Он понял. Дело было, конечно, не в том, что я не высыпался. Я перестал верить, вот что это означало.
Первая и последняя?…
Алгоритм Верочка все-таки составила. Случайное слово не получилось, у машины не хватило памяти.
Между двумя письмами, о которых я теперь должен рассказать, есть какая-то едва уловимая связь.
Это мне стало ясно потом, много позже, как стала ясна и причинная связь событий, следовавших друг за другом словно времена года.
О первом письме я, кажется, упоминал выше. Оно пришло из Синегорска в один из сентябрьских дней. Письмо было от Ольги, простое письмо в десять фраз. Я ничего не забыл, я не ответил ей тогда.
Потому что не знал, что писать.
И еще потому, что голова была занята другим. А через год я не написал потому, что было уже неловко писать после такого долгого перерыва. Еще позже, через два года, я вспоминал о ней, но писать уже не мог. Я пробовал это сделать, но получалось довольно глупо.
Я порвал неотправленные письма одно за другим и успокоился.
Когда это было? Может быть, четыре, а может быть, шесть лет назад.
Ждала ли она, хотела ли, чтобы я написал ей? Через два, три, четыре года? Я не знал этого, скорее всего, как мне казалось тогда, нет. Потом я понял, что это было ошибкой. Письмо никогда не поздно написать при условии, что оно будет хорошим и искренним.
Второе письмо было от Вальки, я получил его месяца через полтора после событий, о которых я рассказывал выше. В нем было несколько типично Валькиных строк:
«Внезапный порыв сорвал меня с места. Причалил в Батуми. Отпуск. Веду махровую жизнь в джунглях, близ дома отдыха «Буревестник». Остолбенел от тепла. А на днях случилась оказия: на катамаран с острова Хонсю сиганул здоровенный парень, прозванный в местных кругах Болваном. Ну, сам понимаешь, ко дну пошла вся эта эскадра…

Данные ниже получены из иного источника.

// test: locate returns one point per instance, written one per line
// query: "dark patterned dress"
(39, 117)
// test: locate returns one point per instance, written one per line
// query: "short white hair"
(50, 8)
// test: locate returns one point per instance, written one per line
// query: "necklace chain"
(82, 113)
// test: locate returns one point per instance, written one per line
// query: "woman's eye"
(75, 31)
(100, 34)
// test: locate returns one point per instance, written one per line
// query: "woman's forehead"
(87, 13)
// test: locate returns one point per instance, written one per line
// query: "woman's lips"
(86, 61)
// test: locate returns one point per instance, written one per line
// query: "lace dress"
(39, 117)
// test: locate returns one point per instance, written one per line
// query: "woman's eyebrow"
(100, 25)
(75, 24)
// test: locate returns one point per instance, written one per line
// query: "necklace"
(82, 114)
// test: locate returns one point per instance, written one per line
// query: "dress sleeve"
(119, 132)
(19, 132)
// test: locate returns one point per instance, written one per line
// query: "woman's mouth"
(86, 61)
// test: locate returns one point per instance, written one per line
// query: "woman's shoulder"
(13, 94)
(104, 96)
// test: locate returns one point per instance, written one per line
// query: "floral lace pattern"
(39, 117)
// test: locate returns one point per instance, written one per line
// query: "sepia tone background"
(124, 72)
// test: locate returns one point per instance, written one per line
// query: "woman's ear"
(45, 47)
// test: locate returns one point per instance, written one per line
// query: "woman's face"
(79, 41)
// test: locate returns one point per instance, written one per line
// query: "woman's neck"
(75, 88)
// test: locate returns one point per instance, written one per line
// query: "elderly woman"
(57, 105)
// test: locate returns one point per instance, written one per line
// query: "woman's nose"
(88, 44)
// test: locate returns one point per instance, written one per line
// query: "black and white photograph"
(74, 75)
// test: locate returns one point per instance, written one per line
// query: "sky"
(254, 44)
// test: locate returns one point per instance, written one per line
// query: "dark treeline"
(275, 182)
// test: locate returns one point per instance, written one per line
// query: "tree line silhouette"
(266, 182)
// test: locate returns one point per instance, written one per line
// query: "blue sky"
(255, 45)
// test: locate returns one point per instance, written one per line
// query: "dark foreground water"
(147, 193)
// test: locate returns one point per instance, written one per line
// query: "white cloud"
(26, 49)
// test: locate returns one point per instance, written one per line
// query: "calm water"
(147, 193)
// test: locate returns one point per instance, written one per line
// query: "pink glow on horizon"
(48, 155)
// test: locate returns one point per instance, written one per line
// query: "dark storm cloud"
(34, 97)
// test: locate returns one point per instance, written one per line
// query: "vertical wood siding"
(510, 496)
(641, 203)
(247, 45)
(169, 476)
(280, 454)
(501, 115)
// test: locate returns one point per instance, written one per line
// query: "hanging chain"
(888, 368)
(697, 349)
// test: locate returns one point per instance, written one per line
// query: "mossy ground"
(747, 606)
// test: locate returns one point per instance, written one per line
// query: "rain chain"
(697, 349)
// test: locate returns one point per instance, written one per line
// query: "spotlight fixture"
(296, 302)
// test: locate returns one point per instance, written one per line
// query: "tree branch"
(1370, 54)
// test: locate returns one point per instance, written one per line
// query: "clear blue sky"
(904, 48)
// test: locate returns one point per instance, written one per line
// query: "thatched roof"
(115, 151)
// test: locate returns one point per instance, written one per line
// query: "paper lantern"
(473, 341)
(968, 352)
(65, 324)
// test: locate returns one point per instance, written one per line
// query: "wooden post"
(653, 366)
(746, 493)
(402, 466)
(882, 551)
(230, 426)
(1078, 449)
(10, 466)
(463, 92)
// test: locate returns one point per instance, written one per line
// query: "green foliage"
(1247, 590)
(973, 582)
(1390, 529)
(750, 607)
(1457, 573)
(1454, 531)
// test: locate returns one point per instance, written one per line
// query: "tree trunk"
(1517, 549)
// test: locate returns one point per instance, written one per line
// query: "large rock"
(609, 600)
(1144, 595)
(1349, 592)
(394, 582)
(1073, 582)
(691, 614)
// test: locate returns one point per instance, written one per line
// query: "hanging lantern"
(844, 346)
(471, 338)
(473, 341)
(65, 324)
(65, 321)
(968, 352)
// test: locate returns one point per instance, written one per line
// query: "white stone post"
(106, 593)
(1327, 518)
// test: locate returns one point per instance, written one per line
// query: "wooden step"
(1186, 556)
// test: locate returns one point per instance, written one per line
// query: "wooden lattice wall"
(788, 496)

Постановили: за невыдержанность и поспешность сбросить Болвана с Высокой скалы — 3 метра — в море.
Вчера вечером впервые в жизни увидел, как в ночное небо врезался крупнейший болид — зрелище феноменальное. Подробности телеграммой. Будешь литы в Москве 14-го? Есть важные новости.
Жму копыто.
Почему он послал это письмо?
Думаю, что он хотел, если можно так выразиться, подготовить меня. Фразу «Есть важные новости» я не без оснований связывал с тем, чем мы так долго и безуспешно занимались. Но неужели он и в доме отдыха возился с магнитофоном?
Он вернулся в Москву четырнадцатого.
— Там идеально прозрачная ионосфера, — уверял он меня. — Где ты найдешь место лучше, чем под Батуми? И масса свободного времени. Я мог работать целый месяц, и мне никто не мешал.
— Может, мир со встречным временем ближе к Батуми, чем к Москве? — предположил я. — Или Черное море служит огромным рефлектором для радиоволн?